E' un pomeriggio qualunque. In bicicletta percorro via Borsa. Di fronte a me, una donna in auto, rallenta, per poi sorpassare con un colpo di clacson, l'auto ferma sulla carreggiata.
L'autista, a cui era indirizzata la suonata – un signore distinto in giacca e cravatta – scende di scatto dalla macchina, imprecando contro la signora, addebitandole l'antico mestiere, per poi risalire borbottando con la signora che sedeva al suo fianco.

Manca poco alle sette di mattina. Sto tornando dalla stazione lungo via Foscolo. Non c'è ancora grande traffico sulla strada. Presso uno degli attraversamenti pedonali, un anziano signore con il bastone da passeggio è in attesa di attraversare. Mi fermo tranquillamente e lo lascio passare. Come sbucato dal nulla, un furgone, mi scarta di lato e oltrepassa in velocità le strisce pedonali. Benché fosse ancora lontano, poco più di un metro, l'anziano signore si guarda intorno spaventato, per poi proseguire guardingo l'attraversamento.
Riprendo in modo sostenuto la marcia, lampeggiando con gli abbaglianti al pirata della strada, raggiungendolo e accostandolo al successivo semaforo, in cui il rosso intimava l'alt.
“Ma non ha visto che c'era una persona che stava attraversando!” – esclamo al guidatore del furgone – un tipo normalissimo sui 35-40 anni il quale, in modo calmo e naturale, mi risponde:
“ Certo. Ma non pretenderà che mi fermi di fronte a ogni cosa. E poi come facciamo a lavorare?” Ero pronto a tutto, ma francamente la risposta mi lascia senza parole … il tempo di riprendermi, una frazione di secondo – “Ma cosa sta dicendo ….” – scatta il verde, il furgone parte, più nulla gli impedisce di macinare lavoro.

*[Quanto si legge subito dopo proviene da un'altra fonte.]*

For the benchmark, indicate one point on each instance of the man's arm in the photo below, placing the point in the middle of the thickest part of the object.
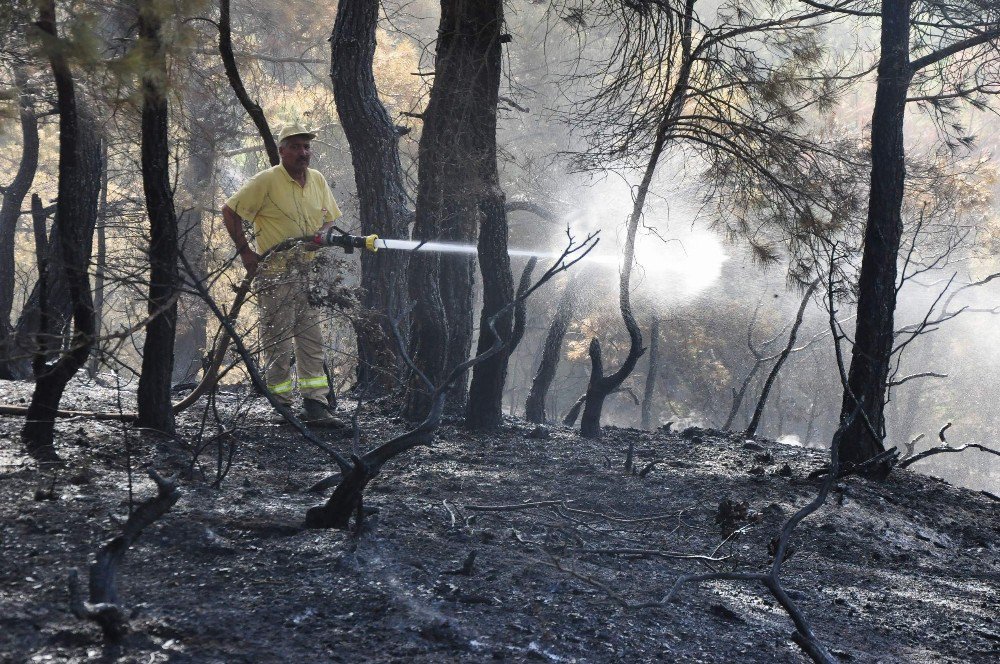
(234, 226)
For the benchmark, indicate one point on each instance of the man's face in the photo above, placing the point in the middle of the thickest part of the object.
(295, 152)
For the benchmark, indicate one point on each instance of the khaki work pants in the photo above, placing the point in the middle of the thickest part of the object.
(290, 327)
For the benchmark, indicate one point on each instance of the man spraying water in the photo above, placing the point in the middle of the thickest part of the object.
(284, 202)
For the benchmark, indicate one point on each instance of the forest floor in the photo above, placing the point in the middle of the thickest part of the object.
(905, 570)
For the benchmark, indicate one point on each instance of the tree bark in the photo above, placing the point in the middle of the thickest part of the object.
(78, 191)
(10, 212)
(155, 409)
(381, 194)
(654, 362)
(758, 413)
(199, 186)
(873, 338)
(534, 406)
(459, 126)
(47, 310)
(100, 264)
(484, 409)
(252, 108)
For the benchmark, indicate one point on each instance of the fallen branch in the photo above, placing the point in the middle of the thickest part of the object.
(104, 606)
(346, 498)
(944, 448)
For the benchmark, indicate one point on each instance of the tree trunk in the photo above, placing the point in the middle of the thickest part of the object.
(534, 407)
(873, 338)
(758, 413)
(381, 194)
(78, 191)
(252, 108)
(601, 386)
(48, 308)
(485, 406)
(10, 212)
(192, 316)
(484, 409)
(155, 409)
(654, 362)
(100, 265)
(459, 125)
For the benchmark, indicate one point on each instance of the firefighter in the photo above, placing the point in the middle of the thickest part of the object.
(287, 201)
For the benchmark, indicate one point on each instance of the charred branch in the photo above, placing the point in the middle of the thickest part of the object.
(104, 605)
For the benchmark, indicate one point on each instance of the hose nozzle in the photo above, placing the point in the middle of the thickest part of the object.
(336, 237)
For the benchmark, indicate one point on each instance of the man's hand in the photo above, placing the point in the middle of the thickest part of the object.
(250, 260)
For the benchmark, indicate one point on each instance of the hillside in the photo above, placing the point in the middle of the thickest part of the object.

La incontro per strada. E' un po' di tempo che non ci vedevamo e quasi non la riconosco.
“Ma da quand'è che porti il velo? Non te l'ho mai visto indossare” – le chiedo mentre l'abbraccio e la bacio, salutandola, come sempre.
“E' da un po' di tempo. Sai sono una donna sola, con figli. Non è così semplice per me ”.
“Perché, ti è accaduto qualcosa? Chi ti ha importunato?”.
“Italiani, certo. Ma anche miei connazionali. Ti vedono sola e si sentono autorizzati ad essere invadenti, se non maleducati. Con il velo, sta tranquillo che non mi si avvicina più nessuno. Mi sento più sicura”.

Poco tempo fa un nonno, in un paese della Brianza, con il nipotino sul passeggino, percorreva un marciapiede ai margini di una strada. Lungo il percorso, un furgone di un'azienda – elettrica o telefonica, non ricordo – gli blocca il passaggio, parcheggiando a ridosso del marciapiede. Il nonno, costretto a scendere sulla strada, superato il furgone, incrocia l'operaio intento a lavorare subito lì vicino e lo richiama, dicendogli di posteggiare in altro modo il suo mezzo, per permettere alla gente di passare.
In tutta risposta, l'operaio – in stretto dialetto brianzolo – rimbrotta il nonno, dicendogli che è stufo di andare a lavorare per mantenere la pensione a quelli come lui.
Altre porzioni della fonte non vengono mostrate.